In the meantime, in two books, ‘Formation of Man’ (1925) and ‘Educational Systems of the Cultural Peoples’ (1927), the former dedicated to the Heidelberg Faculty of Philosophy, he further developed the phenomenological approach of the ‘Philosophy of Education’ into a theory of types supported by group sciences. A small 1930 work, ‘The Natural Right of Corporations to Education and schooling’ (next to the study on Education and Development most informative for the development of his thought) leads a bit further into sociology. At that time Krieck came closest to Spann’s universalism. The people, as the primal and perfect form of community, is structured into associations and corporations which, unlike the people itself, are not self- sufficient but ‘one-sided in themselves’ and aimed in each case only at a single function or a group of such individual functions: ‘the right of the whole takes precedence over the right of the individual members, the right of the higher-order member over the right of the lower-order member’.

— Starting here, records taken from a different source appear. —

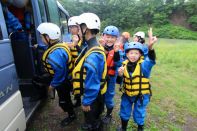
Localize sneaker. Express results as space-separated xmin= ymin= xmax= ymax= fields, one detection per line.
xmin=102 ymin=115 xmax=112 ymax=124
xmin=137 ymin=125 xmax=144 ymax=131
xmin=61 ymin=114 xmax=76 ymax=127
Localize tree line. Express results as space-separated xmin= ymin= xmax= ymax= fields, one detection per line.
xmin=60 ymin=0 xmax=197 ymax=39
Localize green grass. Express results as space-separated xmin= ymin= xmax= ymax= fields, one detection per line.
xmin=143 ymin=39 xmax=197 ymax=131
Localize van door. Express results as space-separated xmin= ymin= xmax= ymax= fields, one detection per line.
xmin=0 ymin=3 xmax=26 ymax=131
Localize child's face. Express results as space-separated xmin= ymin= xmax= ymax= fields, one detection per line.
xmin=69 ymin=25 xmax=79 ymax=35
xmin=40 ymin=35 xmax=49 ymax=45
xmin=103 ymin=34 xmax=117 ymax=46
xmin=133 ymin=35 xmax=139 ymax=42
xmin=126 ymin=49 xmax=141 ymax=62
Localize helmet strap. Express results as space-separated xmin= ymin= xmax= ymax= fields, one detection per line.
xmin=43 ymin=35 xmax=52 ymax=47
xmin=79 ymin=25 xmax=87 ymax=45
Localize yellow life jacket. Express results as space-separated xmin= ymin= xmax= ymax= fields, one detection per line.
xmin=123 ymin=57 xmax=151 ymax=96
xmin=42 ymin=43 xmax=73 ymax=76
xmin=72 ymin=46 xmax=107 ymax=95
xmin=70 ymin=40 xmax=82 ymax=63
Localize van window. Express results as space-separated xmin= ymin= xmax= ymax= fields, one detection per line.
xmin=59 ymin=10 xmax=68 ymax=34
xmin=0 ymin=26 xmax=3 ymax=40
xmin=38 ymin=0 xmax=47 ymax=22
xmin=46 ymin=0 xmax=60 ymax=26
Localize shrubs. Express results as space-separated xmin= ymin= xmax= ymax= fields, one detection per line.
xmin=130 ymin=24 xmax=197 ymax=40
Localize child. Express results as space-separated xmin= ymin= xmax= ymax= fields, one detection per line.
xmin=72 ymin=13 xmax=107 ymax=131
xmin=102 ymin=26 xmax=121 ymax=124
xmin=37 ymin=23 xmax=76 ymax=126
xmin=118 ymin=38 xmax=155 ymax=131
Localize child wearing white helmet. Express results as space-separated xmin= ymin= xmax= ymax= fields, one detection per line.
xmin=102 ymin=25 xmax=121 ymax=124
xmin=133 ymin=27 xmax=157 ymax=57
xmin=118 ymin=36 xmax=156 ymax=131
xmin=37 ymin=23 xmax=76 ymax=126
xmin=72 ymin=13 xmax=107 ymax=131
xmin=68 ymin=16 xmax=82 ymax=107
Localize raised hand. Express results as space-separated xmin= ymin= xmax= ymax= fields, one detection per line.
xmin=148 ymin=27 xmax=157 ymax=50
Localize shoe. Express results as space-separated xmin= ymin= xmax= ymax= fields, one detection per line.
xmin=61 ymin=114 xmax=76 ymax=127
xmin=73 ymin=100 xmax=81 ymax=108
xmin=137 ymin=125 xmax=144 ymax=131
xmin=81 ymin=121 xmax=103 ymax=131
xmin=102 ymin=115 xmax=112 ymax=124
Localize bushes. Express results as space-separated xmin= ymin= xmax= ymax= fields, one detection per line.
xmin=130 ymin=24 xmax=197 ymax=40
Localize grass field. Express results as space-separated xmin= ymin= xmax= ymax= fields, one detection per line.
xmin=28 ymin=39 xmax=197 ymax=131
xmin=143 ymin=39 xmax=197 ymax=131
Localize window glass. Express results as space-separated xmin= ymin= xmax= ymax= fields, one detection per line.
xmin=0 ymin=26 xmax=3 ymax=40
xmin=60 ymin=10 xmax=68 ymax=34
xmin=46 ymin=0 xmax=60 ymax=26
xmin=38 ymin=0 xmax=46 ymax=22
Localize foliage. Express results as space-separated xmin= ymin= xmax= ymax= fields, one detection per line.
xmin=60 ymin=0 xmax=197 ymax=39
xmin=188 ymin=15 xmax=197 ymax=30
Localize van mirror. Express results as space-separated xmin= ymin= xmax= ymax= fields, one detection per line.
xmin=0 ymin=25 xmax=3 ymax=40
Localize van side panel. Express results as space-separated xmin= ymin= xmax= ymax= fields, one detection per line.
xmin=0 ymin=91 xmax=26 ymax=131
xmin=0 ymin=64 xmax=18 ymax=105
xmin=0 ymin=39 xmax=13 ymax=68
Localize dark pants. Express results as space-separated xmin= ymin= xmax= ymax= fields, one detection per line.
xmin=84 ymin=94 xmax=104 ymax=131
xmin=32 ymin=74 xmax=52 ymax=99
xmin=55 ymin=81 xmax=74 ymax=115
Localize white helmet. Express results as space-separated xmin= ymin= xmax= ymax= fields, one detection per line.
xmin=8 ymin=0 xmax=29 ymax=8
xmin=37 ymin=23 xmax=61 ymax=40
xmin=68 ymin=16 xmax=79 ymax=26
xmin=135 ymin=31 xmax=145 ymax=39
xmin=78 ymin=13 xmax=101 ymax=30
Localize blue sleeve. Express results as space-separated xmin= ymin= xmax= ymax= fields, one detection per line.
xmin=143 ymin=44 xmax=148 ymax=59
xmin=82 ymin=53 xmax=104 ymax=106
xmin=47 ymin=49 xmax=68 ymax=87
xmin=37 ymin=44 xmax=48 ymax=50
xmin=6 ymin=10 xmax=22 ymax=33
xmin=142 ymin=56 xmax=156 ymax=78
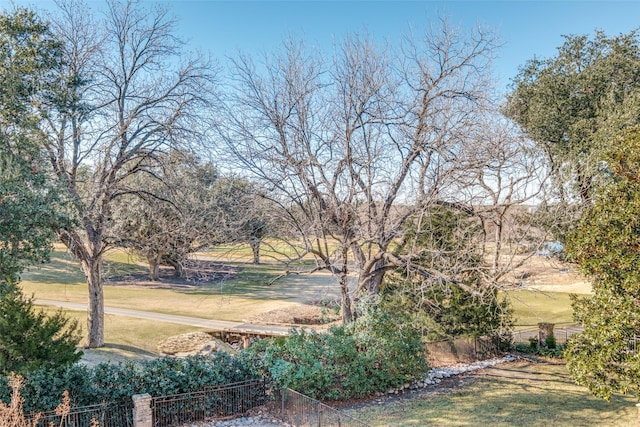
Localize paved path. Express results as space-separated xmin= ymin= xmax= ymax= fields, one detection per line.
xmin=33 ymin=299 xmax=291 ymax=335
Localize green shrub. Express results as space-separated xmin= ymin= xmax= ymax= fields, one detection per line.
xmin=0 ymin=353 xmax=255 ymax=412
xmin=513 ymin=338 xmax=565 ymax=358
xmin=243 ymin=308 xmax=427 ymax=400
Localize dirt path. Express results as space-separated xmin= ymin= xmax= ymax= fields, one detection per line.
xmin=34 ymin=299 xmax=290 ymax=335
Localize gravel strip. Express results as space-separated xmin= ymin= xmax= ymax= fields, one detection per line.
xmin=183 ymin=355 xmax=516 ymax=427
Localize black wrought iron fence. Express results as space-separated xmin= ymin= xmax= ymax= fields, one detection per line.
xmin=151 ymin=380 xmax=267 ymax=427
xmin=33 ymin=401 xmax=133 ymax=427
xmin=275 ymin=389 xmax=368 ymax=427
xmin=511 ymin=325 xmax=584 ymax=344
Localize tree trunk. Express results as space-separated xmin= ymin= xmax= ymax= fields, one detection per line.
xmin=340 ymin=274 xmax=353 ymax=324
xmin=80 ymin=256 xmax=104 ymax=348
xmin=249 ymin=238 xmax=260 ymax=265
xmin=147 ymin=254 xmax=161 ymax=281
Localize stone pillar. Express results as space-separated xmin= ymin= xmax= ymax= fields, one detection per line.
xmin=538 ymin=322 xmax=555 ymax=347
xmin=131 ymin=393 xmax=153 ymax=427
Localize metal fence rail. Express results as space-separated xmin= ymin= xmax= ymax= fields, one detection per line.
xmin=38 ymin=401 xmax=133 ymax=427
xmin=151 ymin=380 xmax=267 ymax=427
xmin=275 ymin=388 xmax=368 ymax=427
xmin=511 ymin=325 xmax=584 ymax=344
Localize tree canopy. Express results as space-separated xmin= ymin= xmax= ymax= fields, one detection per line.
xmin=0 ymin=9 xmax=81 ymax=374
xmin=565 ymin=128 xmax=640 ymax=399
xmin=505 ymin=31 xmax=640 ymax=205
xmin=37 ymin=0 xmax=216 ymax=348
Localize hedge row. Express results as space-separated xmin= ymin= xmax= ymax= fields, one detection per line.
xmin=0 ymin=353 xmax=255 ymax=412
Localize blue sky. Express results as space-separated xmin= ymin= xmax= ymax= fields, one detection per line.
xmin=0 ymin=0 xmax=640 ymax=94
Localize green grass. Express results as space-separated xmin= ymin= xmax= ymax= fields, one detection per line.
xmin=39 ymin=307 xmax=204 ymax=360
xmin=21 ymin=248 xmax=308 ymax=321
xmin=508 ymin=290 xmax=574 ymax=329
xmin=351 ymin=363 xmax=638 ymax=427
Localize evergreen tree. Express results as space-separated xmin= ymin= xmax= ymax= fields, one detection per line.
xmin=565 ymin=128 xmax=640 ymax=400
xmin=0 ymin=9 xmax=81 ymax=373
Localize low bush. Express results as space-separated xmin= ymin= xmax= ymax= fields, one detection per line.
xmin=242 ymin=308 xmax=427 ymax=400
xmin=513 ymin=335 xmax=565 ymax=358
xmin=0 ymin=353 xmax=255 ymax=412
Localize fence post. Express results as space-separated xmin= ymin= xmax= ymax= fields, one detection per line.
xmin=131 ymin=393 xmax=153 ymax=427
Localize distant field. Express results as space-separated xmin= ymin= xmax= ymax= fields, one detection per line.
xmin=22 ymin=246 xmax=588 ymax=352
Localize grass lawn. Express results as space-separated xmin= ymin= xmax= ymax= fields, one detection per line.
xmin=21 ymin=248 xmax=318 ymax=321
xmin=350 ymin=363 xmax=638 ymax=427
xmin=508 ymin=290 xmax=575 ymax=329
xmin=34 ymin=307 xmax=210 ymax=362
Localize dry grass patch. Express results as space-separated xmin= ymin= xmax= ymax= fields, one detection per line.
xmin=350 ymin=362 xmax=638 ymax=427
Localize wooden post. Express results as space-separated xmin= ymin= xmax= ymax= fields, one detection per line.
xmin=131 ymin=393 xmax=153 ymax=427
xmin=538 ymin=322 xmax=555 ymax=347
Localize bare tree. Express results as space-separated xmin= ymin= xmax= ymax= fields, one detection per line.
xmin=218 ymin=20 xmax=502 ymax=322
xmin=456 ymin=114 xmax=550 ymax=283
xmin=42 ymin=0 xmax=214 ymax=348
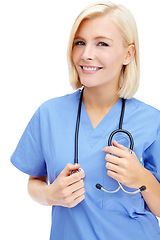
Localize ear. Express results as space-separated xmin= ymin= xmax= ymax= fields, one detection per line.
xmin=123 ymin=44 xmax=135 ymax=65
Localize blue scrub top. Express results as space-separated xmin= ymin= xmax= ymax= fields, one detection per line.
xmin=11 ymin=90 xmax=160 ymax=240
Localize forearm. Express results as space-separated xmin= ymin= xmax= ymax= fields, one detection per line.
xmin=28 ymin=176 xmax=49 ymax=206
xmin=142 ymin=169 xmax=160 ymax=217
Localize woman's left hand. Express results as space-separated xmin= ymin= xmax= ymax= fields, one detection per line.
xmin=102 ymin=140 xmax=145 ymax=189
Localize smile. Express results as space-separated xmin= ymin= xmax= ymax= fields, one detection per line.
xmin=80 ymin=66 xmax=102 ymax=72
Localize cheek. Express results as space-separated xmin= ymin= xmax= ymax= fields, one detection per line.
xmin=72 ymin=48 xmax=80 ymax=65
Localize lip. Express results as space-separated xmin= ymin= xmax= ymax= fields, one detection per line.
xmin=80 ymin=65 xmax=102 ymax=74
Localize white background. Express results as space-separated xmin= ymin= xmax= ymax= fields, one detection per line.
xmin=0 ymin=0 xmax=160 ymax=240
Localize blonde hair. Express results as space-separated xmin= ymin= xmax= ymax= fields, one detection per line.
xmin=68 ymin=2 xmax=140 ymax=98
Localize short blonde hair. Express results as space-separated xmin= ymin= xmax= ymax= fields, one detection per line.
xmin=68 ymin=2 xmax=140 ymax=98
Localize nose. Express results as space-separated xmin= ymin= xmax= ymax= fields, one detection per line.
xmin=81 ymin=44 xmax=95 ymax=61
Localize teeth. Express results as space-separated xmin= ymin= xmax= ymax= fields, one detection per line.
xmin=82 ymin=67 xmax=99 ymax=71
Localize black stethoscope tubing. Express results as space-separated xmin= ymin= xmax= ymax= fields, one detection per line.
xmin=71 ymin=87 xmax=146 ymax=194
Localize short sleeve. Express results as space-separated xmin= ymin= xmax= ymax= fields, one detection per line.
xmin=11 ymin=109 xmax=47 ymax=177
xmin=143 ymin=124 xmax=160 ymax=182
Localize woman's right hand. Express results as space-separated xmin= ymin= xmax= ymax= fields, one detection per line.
xmin=46 ymin=163 xmax=85 ymax=208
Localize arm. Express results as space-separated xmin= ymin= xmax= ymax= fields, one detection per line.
xmin=103 ymin=141 xmax=160 ymax=217
xmin=28 ymin=163 xmax=85 ymax=208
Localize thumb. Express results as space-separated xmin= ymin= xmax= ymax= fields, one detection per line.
xmin=112 ymin=140 xmax=128 ymax=151
xmin=60 ymin=163 xmax=80 ymax=177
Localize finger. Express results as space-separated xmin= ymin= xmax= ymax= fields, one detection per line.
xmin=66 ymin=171 xmax=85 ymax=186
xmin=60 ymin=163 xmax=80 ymax=177
xmin=67 ymin=180 xmax=84 ymax=195
xmin=112 ymin=140 xmax=128 ymax=151
xmin=66 ymin=188 xmax=85 ymax=208
xmin=105 ymin=154 xmax=121 ymax=165
xmin=102 ymin=146 xmax=126 ymax=158
xmin=106 ymin=162 xmax=120 ymax=173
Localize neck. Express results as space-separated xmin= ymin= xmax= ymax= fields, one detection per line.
xmin=83 ymin=87 xmax=120 ymax=110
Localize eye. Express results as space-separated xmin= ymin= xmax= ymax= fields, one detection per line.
xmin=98 ymin=42 xmax=109 ymax=47
xmin=74 ymin=41 xmax=85 ymax=46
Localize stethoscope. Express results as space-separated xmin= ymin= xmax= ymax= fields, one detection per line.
xmin=71 ymin=88 xmax=146 ymax=194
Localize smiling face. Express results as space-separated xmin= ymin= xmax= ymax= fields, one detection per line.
xmin=72 ymin=14 xmax=133 ymax=91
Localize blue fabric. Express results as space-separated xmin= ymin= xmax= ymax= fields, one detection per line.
xmin=11 ymin=91 xmax=160 ymax=240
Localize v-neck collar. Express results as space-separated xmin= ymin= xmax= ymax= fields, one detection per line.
xmin=81 ymin=99 xmax=122 ymax=137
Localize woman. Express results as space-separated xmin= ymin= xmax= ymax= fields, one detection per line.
xmin=11 ymin=0 xmax=160 ymax=240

Krieck drew the consequence of founding education on metaphysics in his ‘Philosophy of Education’ of 1930. But since 1932 the real political moment has been increasingly emphasized: ‘national political’ education, and in the post-1933 writings idealism is increasingly replaced by realism. Krieck, Professor at Frankfurt University since 1933 and then at Heidelberg University, where he also held the rectorate, introduced his philosophical main work, the ‘Ethnopolitical Anthropology’ (3 vols., 1936, 1937, 1938) with the words: ‘Already several times I have made an advance in the direction taken here: with the basic chapters of the ‘Philosophy of Education’ and ‘Philosophy of Education’. Only with the upheaval have I succeeded in breaking through’. In any case, this turn is most evident in a work on ‘Science, Worldview, University Reform’ (1934) which stands in a similar relation to this main work as ‘Education and Development’ does to the ‘Philosophy of Education’ of 1922. Often the smaller writings of this agile and combative researcher contain stronger impulses than his larger attempts at systematic overall observation do. This also applies to numerous essays in his journal ‘People in Becoming’. which he founded in 1932 in service of the movement.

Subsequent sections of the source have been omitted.